Trim the “fat” but that’s not our principal foreign policy strategic challenge
by Mukoni Ratshitanga
It is commonly held that foreign policy is an extension of a country’s domestic policy. Small wonder then that it is hotly contested as domestic policy.
States endeavour to protect their sovereignty and territorial integrity, promote their economic well-being and national image, among others.
Foreign policy is therefore nothing but the name we give for a country’s domestic political, economic and, in the widest sense, ideological image of itself. It is this broad context within which foreign policy specifics are fashioned that Mzukisi Qobo misses in his article: “SA should trim excess fat from many embassies,” (Business Day, September 21 – http://www.bdlive.co.za/opinion/columnists/2012/09/21/sa-should-trim-excess-fat-from-many-embassies ).
He argues that South Africa should close down diplomatic missions from whence there is no “demonstrable increase in investments, growth in export markets and an upturn in employment.”
Economic diplomacy is and should be one of our strategic tasks. This has in fact exercised strategic levels of government in the last couple of years. It was noted that since 1994, South Africa has done well in political diplomacy but not as well in economic diplomacy. One of the least known facts is that thanks to our success, we are host to the second largest number of diplomatic missions in the world after Washington.
Acknowledgment of our success and failures, relative and absolute, did not imply, as it could not, perceiving foreign policy in cost accounting optics. Rightly or wrongly, it took it for granted that government is morally, politically and legally obliged to be prudent in its uses of public resources, including the all-round productivity of foreign missions assessed as part of on-going review of everything it does.
Admittedly, it is not prudent to assert that there will not be much “demonstrable increase in investments, growth in export markets and an upturn in employment as an outcome of our diplomatic relations” with many of our SADC neighbours and much of the continent for a long time to come.A cursory glance at the underlying logic of the Southern African Customs Union’s (SACU) equal share of customs revenue among SADC member states suggests that though unstated, South Africa is in fact a provider of development aid to the region. Were each one of our countries in the region to receive their due, South Africa would doubtlessly benefit the most.
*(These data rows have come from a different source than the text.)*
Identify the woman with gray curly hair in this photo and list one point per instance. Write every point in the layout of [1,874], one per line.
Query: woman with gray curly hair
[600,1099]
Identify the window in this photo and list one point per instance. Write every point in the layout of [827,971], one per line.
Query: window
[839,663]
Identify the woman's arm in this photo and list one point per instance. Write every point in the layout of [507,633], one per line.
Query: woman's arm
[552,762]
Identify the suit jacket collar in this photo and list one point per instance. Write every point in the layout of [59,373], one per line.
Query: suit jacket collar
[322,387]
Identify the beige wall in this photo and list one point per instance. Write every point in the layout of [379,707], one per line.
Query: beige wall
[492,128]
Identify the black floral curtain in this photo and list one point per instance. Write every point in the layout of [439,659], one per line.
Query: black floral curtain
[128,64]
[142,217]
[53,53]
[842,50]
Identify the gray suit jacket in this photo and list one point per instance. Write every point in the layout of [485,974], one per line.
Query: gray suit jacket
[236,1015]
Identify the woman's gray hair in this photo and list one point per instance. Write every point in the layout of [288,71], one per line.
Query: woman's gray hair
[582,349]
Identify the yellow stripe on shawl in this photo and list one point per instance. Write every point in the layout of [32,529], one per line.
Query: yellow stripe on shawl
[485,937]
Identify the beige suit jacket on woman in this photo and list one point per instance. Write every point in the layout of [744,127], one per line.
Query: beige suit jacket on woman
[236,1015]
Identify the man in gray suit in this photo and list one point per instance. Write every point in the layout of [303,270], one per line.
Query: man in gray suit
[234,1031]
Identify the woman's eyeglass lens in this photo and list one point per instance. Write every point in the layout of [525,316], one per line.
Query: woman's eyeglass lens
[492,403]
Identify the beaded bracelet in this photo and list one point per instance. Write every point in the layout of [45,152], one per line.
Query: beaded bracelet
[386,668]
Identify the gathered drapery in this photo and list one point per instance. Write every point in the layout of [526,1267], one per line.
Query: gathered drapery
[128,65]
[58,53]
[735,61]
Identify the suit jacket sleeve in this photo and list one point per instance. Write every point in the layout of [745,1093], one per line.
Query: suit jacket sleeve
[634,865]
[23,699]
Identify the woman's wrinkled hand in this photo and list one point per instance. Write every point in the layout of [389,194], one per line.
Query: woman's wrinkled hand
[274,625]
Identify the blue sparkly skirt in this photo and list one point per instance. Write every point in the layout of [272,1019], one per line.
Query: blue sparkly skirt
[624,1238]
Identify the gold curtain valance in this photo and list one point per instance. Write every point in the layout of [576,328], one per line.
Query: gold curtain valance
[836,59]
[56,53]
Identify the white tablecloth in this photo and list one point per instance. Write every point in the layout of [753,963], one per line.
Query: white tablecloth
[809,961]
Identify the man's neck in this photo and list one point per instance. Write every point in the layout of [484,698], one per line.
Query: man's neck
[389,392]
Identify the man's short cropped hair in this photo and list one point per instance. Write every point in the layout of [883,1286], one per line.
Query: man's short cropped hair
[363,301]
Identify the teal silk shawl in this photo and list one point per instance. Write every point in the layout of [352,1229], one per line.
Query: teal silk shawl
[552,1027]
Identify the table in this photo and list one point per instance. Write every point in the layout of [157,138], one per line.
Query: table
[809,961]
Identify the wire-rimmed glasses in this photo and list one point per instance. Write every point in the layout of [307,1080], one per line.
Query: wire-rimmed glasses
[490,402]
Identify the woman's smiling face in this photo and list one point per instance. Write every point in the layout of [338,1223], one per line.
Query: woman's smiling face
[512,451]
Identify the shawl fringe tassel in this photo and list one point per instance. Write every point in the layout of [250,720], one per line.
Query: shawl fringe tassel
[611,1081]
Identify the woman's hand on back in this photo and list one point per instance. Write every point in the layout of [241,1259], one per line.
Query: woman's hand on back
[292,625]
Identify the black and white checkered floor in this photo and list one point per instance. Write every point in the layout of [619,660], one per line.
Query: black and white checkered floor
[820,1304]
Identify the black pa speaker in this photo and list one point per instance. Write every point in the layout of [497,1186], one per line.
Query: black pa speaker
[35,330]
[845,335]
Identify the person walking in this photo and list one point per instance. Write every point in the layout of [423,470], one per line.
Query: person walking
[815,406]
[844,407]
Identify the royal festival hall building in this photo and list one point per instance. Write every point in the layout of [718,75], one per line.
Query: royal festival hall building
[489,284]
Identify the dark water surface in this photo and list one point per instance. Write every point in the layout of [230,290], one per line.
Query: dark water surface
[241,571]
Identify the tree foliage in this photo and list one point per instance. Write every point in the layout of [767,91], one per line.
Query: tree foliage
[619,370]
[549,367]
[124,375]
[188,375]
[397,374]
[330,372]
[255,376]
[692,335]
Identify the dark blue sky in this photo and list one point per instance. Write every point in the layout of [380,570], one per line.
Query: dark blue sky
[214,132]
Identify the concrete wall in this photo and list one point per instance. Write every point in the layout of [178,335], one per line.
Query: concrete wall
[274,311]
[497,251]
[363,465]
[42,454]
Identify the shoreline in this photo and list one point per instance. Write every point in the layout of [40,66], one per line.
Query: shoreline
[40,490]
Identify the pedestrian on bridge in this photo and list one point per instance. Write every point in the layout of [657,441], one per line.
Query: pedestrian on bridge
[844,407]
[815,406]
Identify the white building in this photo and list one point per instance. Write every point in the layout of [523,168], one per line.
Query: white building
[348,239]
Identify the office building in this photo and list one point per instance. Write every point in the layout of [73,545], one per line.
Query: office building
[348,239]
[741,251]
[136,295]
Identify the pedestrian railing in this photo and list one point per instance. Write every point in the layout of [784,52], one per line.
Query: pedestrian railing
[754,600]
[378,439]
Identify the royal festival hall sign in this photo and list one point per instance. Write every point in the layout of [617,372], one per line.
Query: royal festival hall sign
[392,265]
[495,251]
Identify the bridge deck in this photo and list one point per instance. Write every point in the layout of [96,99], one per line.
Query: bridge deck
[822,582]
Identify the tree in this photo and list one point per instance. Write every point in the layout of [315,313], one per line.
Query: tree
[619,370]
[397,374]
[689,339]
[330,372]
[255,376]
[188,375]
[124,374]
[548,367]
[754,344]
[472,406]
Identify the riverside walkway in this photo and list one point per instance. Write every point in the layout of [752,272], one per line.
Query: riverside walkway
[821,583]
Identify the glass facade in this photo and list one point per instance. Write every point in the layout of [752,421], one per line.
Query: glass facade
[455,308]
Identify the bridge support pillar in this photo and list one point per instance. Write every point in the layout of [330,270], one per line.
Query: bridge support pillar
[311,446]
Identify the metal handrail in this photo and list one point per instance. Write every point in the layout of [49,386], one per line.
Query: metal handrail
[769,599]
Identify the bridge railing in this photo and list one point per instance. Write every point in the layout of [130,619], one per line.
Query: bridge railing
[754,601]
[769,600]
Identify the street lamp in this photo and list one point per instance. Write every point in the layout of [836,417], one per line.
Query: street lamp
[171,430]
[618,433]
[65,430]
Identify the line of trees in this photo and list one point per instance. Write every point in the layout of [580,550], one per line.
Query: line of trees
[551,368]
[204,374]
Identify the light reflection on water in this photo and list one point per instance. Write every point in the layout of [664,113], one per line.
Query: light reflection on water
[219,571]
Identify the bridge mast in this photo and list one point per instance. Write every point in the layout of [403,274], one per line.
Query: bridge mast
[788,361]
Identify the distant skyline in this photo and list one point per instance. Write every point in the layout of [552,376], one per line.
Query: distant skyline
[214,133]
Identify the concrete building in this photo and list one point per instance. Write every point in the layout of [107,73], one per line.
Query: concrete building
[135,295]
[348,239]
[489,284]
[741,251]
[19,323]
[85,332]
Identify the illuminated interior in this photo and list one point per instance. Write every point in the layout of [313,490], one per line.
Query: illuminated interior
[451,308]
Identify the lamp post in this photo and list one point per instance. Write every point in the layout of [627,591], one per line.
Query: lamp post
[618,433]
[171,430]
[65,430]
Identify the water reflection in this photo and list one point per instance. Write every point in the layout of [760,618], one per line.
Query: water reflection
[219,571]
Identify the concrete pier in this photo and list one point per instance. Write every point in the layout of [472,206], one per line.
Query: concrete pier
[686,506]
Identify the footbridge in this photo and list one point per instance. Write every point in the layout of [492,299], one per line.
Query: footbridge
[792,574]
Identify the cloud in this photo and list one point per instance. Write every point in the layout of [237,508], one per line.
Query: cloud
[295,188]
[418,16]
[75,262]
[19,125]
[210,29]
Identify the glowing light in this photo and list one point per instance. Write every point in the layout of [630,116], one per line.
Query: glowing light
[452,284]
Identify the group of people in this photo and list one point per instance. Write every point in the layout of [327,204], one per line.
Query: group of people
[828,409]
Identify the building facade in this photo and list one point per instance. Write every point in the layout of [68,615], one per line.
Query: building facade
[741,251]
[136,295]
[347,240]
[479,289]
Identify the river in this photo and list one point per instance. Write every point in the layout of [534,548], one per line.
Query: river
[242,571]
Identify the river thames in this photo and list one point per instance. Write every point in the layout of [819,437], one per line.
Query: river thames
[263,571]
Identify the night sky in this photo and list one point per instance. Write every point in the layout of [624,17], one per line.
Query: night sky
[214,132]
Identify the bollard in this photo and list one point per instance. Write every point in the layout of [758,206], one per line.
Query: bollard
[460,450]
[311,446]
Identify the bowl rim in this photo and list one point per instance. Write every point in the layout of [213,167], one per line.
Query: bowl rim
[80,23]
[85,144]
But the model is not without good reasons. Our development efforts would be unsustainable if the rest of the region (and continent) remains underdeveloped. This is why South Africa’s contribution to the development of the region and continent has continued to be and must remain part of our foreign policy objectives. Besides self-interest, there is, after all, a principle of “solidarity” in the system of international relations, according to which you lend a helping hand to your neighbours and others further afield.
Consistent with another and antithetical paradigm, Qobo is doing something more than advice government to “trim the fat” and close down missions from whence there is no “demonstrable increase in investments….” This is the corporatization and “rightsizing” paradigm of the state, a cost accounting purview which perceives government and governance exclusively in terms of financial loss and benefit.
This view does not appreciate the social and political side of foreign policy which does not easily lend itself to the precision of an accountant. At times to its own and largely to society’s detriment, it defines the “national interest” in extremely narrow terms and often ends up being all things to everyone.
Soon, the protagonists of this school of thought will demand the closure of South Africa’s mission to the United Nations in New York because it has no “demonstrable increase in investments, growth in export markets and an upturn in employment as an outcome of our diplomatic relations,” or so it assumes.
The strategic foreign policy challenge is not, as Qobo and others would like to have us believe, the R10bn or so we spend annually on our missions or that 60% of missions are headed by politicians or people who are not career diplomats, a non issue if historical and contemporary domestic and global lessons mean anything.
Relative to the totality of what it earns the country, the money spent on our diplomatic missions must also be assessed in terms of government spending as a whole. We have, for example, rightly or wrongly increased the political wage bill by more than R1bn a year after the 2009 general elections with the increase in cabinet ministers, deputy ministers and departments.
The larger issue with respect to our foreign policy is its strategic political orientation!
Mukoni Ratshitanga, September 25, 2012.